Kapitel D befasst sich mit der Gemeinwesenarbeit. Zunächst wird der Begriff als solcher definiert, sowie wichtige Punkte zur Geschichte der Gemeinwesenarbeit und seiner Einordnung in den Theoriezusammenhang der Sozialen Arbeit angesprochen. In einem Abgleich des Konzeptes der Gemeinwesenarbeit mit Community Development nach Ife in Kapitel D2 wird deutlich, wie diese zu einander im Verhältnis stehen.

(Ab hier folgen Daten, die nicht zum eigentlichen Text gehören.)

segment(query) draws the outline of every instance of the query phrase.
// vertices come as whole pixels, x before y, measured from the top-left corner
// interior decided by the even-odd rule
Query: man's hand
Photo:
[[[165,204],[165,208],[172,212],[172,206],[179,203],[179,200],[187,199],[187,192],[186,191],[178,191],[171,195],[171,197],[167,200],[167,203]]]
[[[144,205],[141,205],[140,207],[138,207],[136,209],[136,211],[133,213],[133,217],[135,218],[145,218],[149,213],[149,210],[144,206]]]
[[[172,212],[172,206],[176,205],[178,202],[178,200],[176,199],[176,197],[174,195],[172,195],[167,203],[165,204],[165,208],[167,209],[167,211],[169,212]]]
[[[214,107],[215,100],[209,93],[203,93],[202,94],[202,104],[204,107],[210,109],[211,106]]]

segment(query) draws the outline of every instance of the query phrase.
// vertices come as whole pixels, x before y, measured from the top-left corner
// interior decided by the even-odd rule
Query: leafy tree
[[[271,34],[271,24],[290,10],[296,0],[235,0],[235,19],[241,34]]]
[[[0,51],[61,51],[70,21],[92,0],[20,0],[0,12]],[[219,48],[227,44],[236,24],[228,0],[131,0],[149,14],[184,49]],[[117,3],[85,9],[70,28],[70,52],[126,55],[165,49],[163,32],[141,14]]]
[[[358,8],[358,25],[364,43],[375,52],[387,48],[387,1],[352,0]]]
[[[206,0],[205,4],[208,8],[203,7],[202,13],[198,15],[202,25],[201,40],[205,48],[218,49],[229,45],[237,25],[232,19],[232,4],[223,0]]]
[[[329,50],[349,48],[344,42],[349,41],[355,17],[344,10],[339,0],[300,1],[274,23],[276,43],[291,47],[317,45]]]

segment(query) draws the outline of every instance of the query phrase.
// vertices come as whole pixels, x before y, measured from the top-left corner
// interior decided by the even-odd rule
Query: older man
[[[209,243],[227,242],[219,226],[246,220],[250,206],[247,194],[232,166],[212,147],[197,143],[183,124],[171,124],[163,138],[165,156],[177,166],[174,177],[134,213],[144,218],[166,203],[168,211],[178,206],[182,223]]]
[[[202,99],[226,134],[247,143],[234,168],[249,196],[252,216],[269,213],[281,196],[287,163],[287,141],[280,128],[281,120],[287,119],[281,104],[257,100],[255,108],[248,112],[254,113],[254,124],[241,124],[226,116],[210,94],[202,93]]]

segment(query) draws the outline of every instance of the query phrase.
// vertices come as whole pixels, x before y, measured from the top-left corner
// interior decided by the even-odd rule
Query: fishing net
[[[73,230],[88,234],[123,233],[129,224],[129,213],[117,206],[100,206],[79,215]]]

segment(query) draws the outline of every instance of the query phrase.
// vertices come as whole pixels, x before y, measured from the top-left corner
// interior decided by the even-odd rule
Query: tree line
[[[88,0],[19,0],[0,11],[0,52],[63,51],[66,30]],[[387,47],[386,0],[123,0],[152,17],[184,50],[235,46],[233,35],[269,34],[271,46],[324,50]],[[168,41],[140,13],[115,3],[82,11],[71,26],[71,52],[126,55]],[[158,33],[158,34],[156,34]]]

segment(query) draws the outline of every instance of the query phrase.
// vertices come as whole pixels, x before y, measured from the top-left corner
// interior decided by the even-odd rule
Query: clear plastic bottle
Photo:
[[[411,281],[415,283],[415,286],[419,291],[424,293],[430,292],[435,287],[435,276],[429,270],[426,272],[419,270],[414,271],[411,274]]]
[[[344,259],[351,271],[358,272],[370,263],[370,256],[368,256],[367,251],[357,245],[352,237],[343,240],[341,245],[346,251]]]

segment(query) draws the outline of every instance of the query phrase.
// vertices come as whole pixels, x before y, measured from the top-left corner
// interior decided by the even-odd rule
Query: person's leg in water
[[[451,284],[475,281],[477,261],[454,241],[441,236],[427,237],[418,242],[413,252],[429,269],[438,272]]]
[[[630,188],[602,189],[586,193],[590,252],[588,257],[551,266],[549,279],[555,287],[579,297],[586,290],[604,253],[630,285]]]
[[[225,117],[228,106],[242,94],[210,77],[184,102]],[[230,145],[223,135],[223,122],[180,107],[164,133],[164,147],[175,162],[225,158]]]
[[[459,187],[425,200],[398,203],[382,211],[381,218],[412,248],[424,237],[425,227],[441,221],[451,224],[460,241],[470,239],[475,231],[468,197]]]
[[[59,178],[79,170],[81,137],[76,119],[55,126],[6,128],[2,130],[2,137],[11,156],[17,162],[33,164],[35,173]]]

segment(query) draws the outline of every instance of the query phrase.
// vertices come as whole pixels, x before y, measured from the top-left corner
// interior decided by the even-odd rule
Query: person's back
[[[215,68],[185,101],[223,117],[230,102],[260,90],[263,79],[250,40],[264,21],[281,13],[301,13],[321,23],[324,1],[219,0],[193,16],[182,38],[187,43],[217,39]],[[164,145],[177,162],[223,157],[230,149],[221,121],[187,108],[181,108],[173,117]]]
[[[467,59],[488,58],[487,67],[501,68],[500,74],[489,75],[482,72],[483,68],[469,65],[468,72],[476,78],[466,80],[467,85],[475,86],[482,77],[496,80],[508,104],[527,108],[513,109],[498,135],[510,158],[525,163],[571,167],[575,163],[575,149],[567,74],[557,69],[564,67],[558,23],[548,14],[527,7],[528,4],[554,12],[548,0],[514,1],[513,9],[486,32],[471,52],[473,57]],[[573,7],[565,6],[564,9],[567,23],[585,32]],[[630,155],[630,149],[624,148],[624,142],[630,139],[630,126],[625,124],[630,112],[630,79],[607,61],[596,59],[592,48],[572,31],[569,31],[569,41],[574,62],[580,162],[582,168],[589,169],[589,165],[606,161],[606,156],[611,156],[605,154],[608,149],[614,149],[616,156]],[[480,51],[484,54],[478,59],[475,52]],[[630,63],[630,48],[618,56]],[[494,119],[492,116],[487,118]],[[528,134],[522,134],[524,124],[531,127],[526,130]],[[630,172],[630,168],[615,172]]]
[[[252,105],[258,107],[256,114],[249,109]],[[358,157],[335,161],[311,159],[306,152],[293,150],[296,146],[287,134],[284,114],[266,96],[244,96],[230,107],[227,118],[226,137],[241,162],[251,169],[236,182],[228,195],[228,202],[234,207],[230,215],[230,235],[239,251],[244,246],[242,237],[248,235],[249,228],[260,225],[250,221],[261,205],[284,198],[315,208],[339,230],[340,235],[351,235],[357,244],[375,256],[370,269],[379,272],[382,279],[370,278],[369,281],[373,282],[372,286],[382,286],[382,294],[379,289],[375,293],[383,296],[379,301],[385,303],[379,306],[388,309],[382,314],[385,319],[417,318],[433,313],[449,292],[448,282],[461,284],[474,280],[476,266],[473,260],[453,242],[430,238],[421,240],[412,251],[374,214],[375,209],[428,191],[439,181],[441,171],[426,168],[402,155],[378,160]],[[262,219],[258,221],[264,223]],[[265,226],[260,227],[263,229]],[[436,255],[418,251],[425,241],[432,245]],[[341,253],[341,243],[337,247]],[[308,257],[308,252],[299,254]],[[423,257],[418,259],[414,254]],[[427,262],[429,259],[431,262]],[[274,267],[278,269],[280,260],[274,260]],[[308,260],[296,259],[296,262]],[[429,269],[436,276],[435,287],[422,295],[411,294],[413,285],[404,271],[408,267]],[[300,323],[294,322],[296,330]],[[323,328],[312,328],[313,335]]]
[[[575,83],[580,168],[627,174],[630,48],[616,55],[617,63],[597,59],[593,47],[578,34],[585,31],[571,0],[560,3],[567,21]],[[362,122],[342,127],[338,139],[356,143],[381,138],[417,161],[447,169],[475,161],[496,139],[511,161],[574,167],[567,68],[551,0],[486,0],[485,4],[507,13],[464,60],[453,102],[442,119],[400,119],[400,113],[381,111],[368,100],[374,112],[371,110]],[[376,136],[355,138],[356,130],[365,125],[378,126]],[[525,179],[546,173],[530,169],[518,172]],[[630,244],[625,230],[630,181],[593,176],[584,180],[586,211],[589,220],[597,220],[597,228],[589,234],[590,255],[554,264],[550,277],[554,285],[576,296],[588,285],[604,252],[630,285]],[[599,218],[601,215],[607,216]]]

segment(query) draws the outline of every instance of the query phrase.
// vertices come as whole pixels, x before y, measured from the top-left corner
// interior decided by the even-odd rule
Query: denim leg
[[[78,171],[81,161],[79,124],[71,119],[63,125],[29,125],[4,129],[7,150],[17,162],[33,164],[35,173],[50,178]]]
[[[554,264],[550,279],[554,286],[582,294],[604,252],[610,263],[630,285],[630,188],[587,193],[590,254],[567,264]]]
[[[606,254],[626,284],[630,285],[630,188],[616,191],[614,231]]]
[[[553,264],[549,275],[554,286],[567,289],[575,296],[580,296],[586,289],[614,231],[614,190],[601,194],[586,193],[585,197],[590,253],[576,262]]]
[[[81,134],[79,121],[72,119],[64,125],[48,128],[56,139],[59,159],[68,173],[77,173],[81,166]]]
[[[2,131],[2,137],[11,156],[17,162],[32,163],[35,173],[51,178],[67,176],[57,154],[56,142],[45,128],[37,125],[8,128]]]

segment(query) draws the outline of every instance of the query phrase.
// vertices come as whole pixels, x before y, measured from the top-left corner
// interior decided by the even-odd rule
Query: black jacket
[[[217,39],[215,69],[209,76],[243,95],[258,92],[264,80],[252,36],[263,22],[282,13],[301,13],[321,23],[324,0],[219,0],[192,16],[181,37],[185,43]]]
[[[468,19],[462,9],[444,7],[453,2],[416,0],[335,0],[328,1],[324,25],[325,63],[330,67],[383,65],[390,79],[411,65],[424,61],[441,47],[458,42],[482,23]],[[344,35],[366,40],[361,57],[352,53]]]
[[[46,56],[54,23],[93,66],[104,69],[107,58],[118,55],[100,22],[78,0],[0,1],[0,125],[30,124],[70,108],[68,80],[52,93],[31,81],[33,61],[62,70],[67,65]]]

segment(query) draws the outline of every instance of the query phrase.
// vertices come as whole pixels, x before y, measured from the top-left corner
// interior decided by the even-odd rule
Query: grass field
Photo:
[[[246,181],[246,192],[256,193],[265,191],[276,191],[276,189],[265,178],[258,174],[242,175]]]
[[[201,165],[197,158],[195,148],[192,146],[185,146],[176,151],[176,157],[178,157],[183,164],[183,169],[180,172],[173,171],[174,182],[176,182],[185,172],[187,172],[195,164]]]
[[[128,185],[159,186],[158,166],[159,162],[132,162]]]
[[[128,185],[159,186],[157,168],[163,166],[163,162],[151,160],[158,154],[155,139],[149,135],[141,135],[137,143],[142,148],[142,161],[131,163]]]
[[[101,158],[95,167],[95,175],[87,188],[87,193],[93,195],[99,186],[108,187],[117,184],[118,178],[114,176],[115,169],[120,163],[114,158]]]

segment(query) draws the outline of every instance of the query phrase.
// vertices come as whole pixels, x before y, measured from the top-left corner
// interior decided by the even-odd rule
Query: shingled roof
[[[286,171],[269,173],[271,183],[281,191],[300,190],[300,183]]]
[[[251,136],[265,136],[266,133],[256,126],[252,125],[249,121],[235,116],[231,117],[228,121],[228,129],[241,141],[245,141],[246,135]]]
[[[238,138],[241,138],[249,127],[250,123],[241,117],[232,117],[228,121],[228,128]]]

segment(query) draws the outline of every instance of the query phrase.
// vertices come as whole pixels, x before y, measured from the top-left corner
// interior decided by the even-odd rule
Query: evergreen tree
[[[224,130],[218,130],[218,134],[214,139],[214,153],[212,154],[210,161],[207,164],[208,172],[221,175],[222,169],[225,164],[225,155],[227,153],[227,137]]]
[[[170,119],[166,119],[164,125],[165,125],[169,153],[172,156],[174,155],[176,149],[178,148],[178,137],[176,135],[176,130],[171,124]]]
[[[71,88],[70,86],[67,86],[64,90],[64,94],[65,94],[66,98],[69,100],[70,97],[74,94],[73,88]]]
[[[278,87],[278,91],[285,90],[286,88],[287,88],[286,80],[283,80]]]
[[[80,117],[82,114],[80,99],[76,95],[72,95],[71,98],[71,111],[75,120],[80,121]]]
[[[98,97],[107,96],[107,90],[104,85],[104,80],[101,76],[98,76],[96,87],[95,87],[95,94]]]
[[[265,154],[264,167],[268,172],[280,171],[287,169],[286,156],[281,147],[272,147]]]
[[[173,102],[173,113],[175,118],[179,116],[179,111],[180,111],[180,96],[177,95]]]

Aktuelle Herausforderungen in der Gemeinwesenarbeit in Kapitel D3 zeigen auf, wo die Perspektive Soziale Arbeit als Menschenrechtsprofession im Konzept der Gemeinwesenarbeit unterstützend wirken könnte. Kapitel D4 ist als Überleitung zu Kapitel E zu verstehen.

Die Auseinandersetzungen in den Kapiteln B, C und D münden schließlich in das Kapitel E. Hier wird zunächst die Relevanz der Perspektive Soziale Arbeit als Menschenrechtsprofession nochmals aufgegriffen, bevor Implikationen der Sozialen Arbeit als Menschenrechtsprofession für das Konzept der Gemeinwesenarbeit mit dem dann zur Verfügung stehendem Wissen herausgearbeitet werden.

B. MENSCHENRECHTE

Um herauszufinden, welche Bedeutung Menschenrechte und das Selbstverständnis Sozialer Arbeit als Menschenrechtsprofession für die Gemeinwesenarbeit haben können, ist es wichtig nachzuvollziehen, was die Idee der Menschenrechte beinhaltet. Diese ist alles andere als unproblematisch und soll in den nachfolgenden Unterkapiteln genauer betrachtet werden.

Die Unterkapitel münden in Kapitel B5 in den Versuch einer Definition des BegriffesMenschenrecht. In den vorangehenden Unterkapiteln spielt dieser zwar bereits eine zentrale Rolle, bliebt aber unscharf. Erst nach der Betrachtung der verschiedenen Aspekte, welche die Definition und den Gebrauch des Begriffes Menschenrecht beeinflussen, ist eine Definition schließlich in Kapitel B5 möglich.

B1. Der Ausgangspunkt: Die Würde des Menschen

Die Würde des Menschen[7]wurde im Laufe der Geschichte vielfach definiert. Allgemein kann unterschieden werden zwischen Definitionen, welche auf einem autonomen oder heteronomen Menschenbild basieren. Dazu kommen Überlegungen zur Begründung der Menschenwürde aus dem systemischen Paradigma heraus (vgl. Mührel/Röh 2013; Staub-Bernasconi 2006).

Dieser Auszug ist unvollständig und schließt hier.